SERGIO GONZÁLEZ RODRÍGUEZ

Sergio González Rodriguez VS Sergio González Rodríguez

Hubo un tiempo, ya distante, en el que Sergio quiso ejercer la crítica de lo que lo circundaba. Había dejado el oficio de músico de rock y quería ver en este abandono sólo un cambio instrumental y de tarea de campo (un tránsito del bajo eléctrico y la música de heavy metal hacia el teclado tipográfico y la literatura). Un avance dentro de la superviviencia que incluyera lo previo, se decía a sí mismo y, si le preguntaban, afirmaba a otros. De Led Zeppelin a las letras. Fue el primer paso adulto y consciente de la pugna consigo mismo que lleva cada persona. Era una muestra de confianza en el poder del intelecto en una época, los años ochenta, que presagiaban ya la extinción del tal poder, al menos, en el sentido del ocaso del libro como un eje de la cultura y sus élites ilustradas.

¿Cómo ser un crítico si la universidad, y Sergio cursó la licenciatura en letras modernas, estaba negada para enseñarlo? Desde luego, mediante la lectura. Susan Sontag. George Steiner. Walter Benjamin. Sigmund Freud. Italo Calvino. Jorge Luis Borges. Julio Cortázar. Octavio Paz. Roland Barthes. Michel Foucault. Maurice Blanchot. Jean Baudrillard. Hans Sedlmayr. Hans Jürgen Syberberg. Roberto Calasso. Y muchos otros que Sergio omite por falsa modestia. Un crítico sin ésta sería un mendigo. No conozco ninguna persona que se jacte de ser crítico y, al mismo tiempo, no quiera esconder alguna superioridad, ya sea real o supuesta. En sus (azarosas, intensas, interminables) lecturas, recuérdese que la imaginación proviene del caos, Sergio dio con dos párrafos que le cambiaron la vida. Su vida como “crítico”, se entiende. O eso asegura él a la fecha. El primero es una parte de Ecce Homo de Friedrich Nietzsche, donde el filósofo alude al temperamento iconoclasta y las reglas para alcanzar los “mejores fines”: 1) atacar cosas que triunfan; 2) atacar algo desde el compromiso de Uno; 3) jamás atacar a personas sino a “peligros generales”, es decir, “me sirvo de personas o de la persona tan sólo como de una poderosa lente de aumento”; 4) atacar como prueba de benevolencia, de gratitud (yo honro, yo distingo al vincular mi nombre con el de una persona, con el de una cosa). El segundo párrafo que influyó en Sergio remite a Susan Sontag, cuando en una entrevista para Salmagundi Review define el valor primordial que ella prefiere: “La única inteligencia que vale defender es la inteligencia crítica, dialéctica, escepticista y desimplificadora”. Precisa, además, que una inteligencia que busque suprimir el conflicto y justifique la manipulación en nombre del bien común “no es mi norma de inteligencia”.

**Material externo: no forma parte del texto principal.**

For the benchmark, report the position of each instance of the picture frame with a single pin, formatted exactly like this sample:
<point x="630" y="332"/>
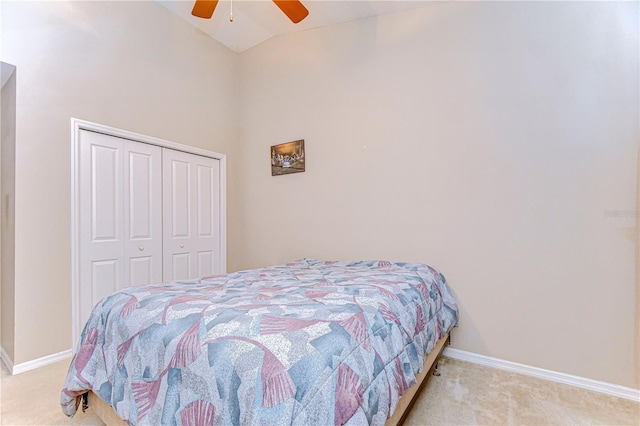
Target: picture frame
<point x="287" y="158"/>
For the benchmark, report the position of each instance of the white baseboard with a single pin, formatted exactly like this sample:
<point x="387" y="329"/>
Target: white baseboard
<point x="33" y="364"/>
<point x="6" y="359"/>
<point x="554" y="376"/>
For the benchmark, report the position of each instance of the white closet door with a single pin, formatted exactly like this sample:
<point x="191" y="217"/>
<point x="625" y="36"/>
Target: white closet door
<point x="143" y="213"/>
<point x="191" y="198"/>
<point x="120" y="216"/>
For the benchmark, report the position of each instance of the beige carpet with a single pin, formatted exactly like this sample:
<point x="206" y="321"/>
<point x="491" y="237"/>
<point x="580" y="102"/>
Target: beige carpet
<point x="464" y="394"/>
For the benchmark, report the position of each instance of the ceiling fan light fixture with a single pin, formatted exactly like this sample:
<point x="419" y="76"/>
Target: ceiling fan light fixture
<point x="294" y="9"/>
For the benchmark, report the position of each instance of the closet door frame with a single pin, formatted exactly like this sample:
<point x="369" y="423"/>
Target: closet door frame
<point x="77" y="126"/>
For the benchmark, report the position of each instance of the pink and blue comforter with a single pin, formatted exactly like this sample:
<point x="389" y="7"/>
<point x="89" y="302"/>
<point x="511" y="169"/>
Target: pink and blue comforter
<point x="310" y="342"/>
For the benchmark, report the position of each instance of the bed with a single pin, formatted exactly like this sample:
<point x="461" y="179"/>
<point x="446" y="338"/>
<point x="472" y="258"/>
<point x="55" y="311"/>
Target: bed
<point x="309" y="342"/>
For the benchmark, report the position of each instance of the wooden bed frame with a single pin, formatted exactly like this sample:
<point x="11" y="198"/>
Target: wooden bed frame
<point x="110" y="418"/>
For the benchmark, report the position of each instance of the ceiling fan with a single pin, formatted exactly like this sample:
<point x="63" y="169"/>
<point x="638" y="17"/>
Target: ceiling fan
<point x="292" y="8"/>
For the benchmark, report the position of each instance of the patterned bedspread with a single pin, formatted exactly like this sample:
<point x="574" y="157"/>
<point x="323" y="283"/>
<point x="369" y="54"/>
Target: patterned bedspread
<point x="310" y="342"/>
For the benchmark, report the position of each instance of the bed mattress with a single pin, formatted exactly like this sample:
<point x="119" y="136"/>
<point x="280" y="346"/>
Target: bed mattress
<point x="309" y="342"/>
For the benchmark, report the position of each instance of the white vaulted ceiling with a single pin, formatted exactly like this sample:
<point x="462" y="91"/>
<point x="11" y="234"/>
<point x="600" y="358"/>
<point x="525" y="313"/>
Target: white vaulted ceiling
<point x="258" y="20"/>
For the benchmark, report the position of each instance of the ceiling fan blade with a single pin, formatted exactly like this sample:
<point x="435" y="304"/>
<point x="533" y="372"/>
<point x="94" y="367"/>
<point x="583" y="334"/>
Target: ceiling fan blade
<point x="204" y="8"/>
<point x="293" y="9"/>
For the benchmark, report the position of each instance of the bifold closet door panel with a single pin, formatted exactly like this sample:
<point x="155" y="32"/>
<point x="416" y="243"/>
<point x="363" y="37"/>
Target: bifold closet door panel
<point x="191" y="206"/>
<point x="120" y="216"/>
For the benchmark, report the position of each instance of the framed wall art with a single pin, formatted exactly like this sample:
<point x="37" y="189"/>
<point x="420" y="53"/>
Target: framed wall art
<point x="287" y="158"/>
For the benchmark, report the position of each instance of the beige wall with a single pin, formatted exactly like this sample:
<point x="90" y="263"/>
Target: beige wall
<point x="7" y="197"/>
<point x="130" y="65"/>
<point x="497" y="141"/>
<point x="489" y="139"/>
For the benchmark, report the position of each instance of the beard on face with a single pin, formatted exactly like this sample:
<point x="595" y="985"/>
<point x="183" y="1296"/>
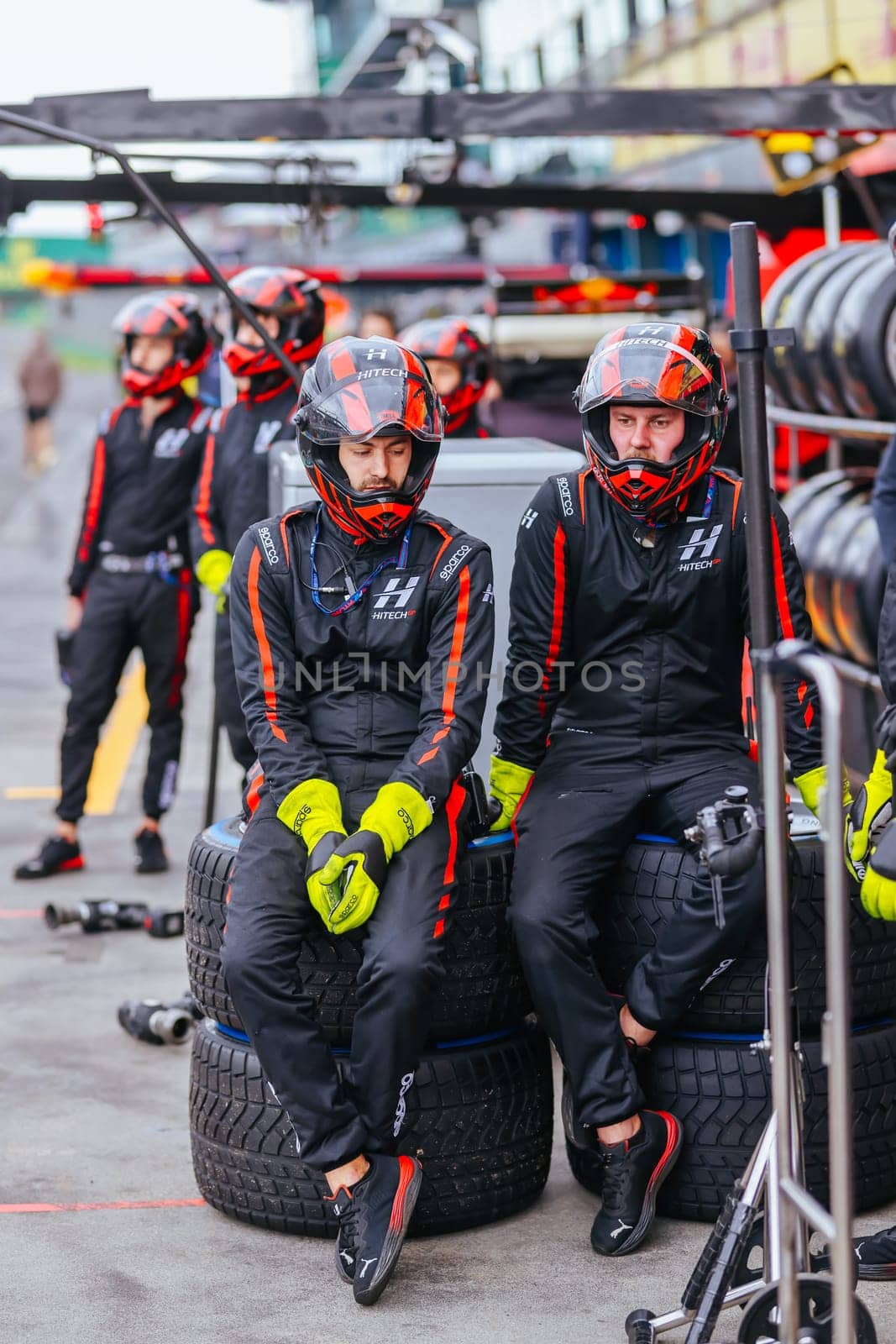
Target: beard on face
<point x="647" y="454"/>
<point x="385" y="484"/>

La crítica estaba lejos de ser sólo una tarea de conocimientos o erudiciones, de trivia lectora o académica, para convertirse en una promesa de sabiduría, en una forma de vida adversaria que podría resumir el fundamento del “principio esperanza” de Ernst Bloch: lo real no puede ser verdadero. A la fecha, Sergio continúa en tal búsqueda que le ha concitado diversos calificativos o vituperios de sus desafectos: “fedayín”, “terrorista”, “francotirador”, “protagónico”, “periodista de habitual mala leche”, “intransigente”, “belicoso”, “nazi”. Y, para definir su personalidad, se ha dicho que él, en realidad, es “Serbio González Rodríguez”. La pregunta circular en estos años ha sido: “¿Qué le pasa a González Rodríguez?”.

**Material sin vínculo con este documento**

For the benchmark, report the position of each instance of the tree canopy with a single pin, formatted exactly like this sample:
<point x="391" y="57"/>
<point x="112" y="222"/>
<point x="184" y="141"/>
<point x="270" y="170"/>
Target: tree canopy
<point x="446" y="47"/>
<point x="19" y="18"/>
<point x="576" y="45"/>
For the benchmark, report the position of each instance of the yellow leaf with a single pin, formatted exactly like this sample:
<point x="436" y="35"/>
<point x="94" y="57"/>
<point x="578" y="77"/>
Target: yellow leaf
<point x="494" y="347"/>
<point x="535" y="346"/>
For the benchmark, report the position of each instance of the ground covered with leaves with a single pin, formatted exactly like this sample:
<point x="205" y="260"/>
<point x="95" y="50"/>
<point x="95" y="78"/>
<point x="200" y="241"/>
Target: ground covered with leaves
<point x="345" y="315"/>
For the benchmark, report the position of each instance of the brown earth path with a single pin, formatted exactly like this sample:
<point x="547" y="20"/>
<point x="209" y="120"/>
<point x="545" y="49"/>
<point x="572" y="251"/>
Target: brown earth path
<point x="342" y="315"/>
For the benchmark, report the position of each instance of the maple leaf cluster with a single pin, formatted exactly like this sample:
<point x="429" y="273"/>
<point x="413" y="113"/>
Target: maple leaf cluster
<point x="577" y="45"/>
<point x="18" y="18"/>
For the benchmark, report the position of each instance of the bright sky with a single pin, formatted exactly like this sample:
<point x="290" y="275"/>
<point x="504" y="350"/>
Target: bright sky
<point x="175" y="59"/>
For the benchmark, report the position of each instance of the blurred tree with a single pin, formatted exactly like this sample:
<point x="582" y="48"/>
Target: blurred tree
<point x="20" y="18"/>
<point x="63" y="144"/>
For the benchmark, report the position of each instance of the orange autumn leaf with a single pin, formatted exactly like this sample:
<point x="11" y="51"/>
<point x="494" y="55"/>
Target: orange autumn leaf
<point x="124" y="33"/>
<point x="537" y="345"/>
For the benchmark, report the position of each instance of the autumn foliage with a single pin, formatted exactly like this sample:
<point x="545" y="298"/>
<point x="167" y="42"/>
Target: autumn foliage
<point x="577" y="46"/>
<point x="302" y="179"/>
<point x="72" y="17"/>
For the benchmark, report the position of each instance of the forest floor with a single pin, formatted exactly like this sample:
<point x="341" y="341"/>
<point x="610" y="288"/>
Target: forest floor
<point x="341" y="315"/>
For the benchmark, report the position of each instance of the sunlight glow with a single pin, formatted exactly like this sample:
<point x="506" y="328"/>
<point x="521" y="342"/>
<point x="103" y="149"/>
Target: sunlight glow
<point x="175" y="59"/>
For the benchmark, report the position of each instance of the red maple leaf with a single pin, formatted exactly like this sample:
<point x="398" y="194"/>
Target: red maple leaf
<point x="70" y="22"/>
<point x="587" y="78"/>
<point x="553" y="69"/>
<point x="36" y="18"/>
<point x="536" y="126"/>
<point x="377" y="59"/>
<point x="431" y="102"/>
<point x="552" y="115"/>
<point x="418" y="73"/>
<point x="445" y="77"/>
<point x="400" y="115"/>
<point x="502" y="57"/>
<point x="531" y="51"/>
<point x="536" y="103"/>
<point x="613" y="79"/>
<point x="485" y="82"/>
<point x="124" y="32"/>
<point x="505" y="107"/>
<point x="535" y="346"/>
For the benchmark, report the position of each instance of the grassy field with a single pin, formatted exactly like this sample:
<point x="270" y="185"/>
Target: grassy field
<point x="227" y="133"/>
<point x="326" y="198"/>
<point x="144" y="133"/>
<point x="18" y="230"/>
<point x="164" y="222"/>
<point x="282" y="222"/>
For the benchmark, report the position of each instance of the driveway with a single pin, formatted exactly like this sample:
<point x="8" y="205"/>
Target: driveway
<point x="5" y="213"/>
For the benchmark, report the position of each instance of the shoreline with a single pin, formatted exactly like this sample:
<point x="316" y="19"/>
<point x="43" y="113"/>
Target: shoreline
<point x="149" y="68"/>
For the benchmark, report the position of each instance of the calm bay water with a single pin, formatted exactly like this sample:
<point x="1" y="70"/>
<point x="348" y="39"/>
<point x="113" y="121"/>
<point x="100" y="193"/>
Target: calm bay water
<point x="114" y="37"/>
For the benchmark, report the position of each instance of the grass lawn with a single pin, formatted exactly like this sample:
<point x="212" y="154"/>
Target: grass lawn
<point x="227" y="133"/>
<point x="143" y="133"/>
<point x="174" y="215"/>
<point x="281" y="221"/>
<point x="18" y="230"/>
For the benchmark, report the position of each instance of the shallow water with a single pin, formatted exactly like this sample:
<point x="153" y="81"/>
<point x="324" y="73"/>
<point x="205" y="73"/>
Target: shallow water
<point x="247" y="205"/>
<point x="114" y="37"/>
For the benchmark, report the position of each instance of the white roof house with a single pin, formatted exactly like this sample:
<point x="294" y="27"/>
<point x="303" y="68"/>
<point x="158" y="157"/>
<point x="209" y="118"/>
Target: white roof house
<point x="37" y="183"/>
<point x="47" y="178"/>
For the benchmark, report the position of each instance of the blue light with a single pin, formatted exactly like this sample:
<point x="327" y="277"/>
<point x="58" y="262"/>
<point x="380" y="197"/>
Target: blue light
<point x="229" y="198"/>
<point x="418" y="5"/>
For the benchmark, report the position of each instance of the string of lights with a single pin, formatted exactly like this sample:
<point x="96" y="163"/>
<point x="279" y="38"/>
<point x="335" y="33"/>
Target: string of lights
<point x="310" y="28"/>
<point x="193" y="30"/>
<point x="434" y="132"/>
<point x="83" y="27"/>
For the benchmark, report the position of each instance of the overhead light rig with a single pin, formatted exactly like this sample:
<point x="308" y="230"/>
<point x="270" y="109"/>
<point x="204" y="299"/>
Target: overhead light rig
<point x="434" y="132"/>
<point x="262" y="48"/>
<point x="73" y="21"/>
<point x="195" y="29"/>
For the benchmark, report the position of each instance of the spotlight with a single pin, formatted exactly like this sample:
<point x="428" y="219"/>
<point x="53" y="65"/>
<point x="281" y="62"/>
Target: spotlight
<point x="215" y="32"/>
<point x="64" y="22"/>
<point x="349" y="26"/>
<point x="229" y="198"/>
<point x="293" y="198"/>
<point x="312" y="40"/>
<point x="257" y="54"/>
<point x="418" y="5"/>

En una pelea intelectual pactada entre Sergio González Rodríguez vs. Sergio González Rodríguez, nada mejor que los agraviados hablen mal de él: vanidad de vanidades. Y que sus respectivos textos articulen la hondura de una herida cuyo dolor nunca decae, sino que aumenta puesto que está consignado en aquello que nos sobrevivirá, mal que bien, con el gozo del crítico incluido, a todos nosotros: los libros (al margen de este texto, podrán leerse las diatribas en su contra inscritas a la usanza de Fragmentos de un discurso amoroso de Roland Barthes).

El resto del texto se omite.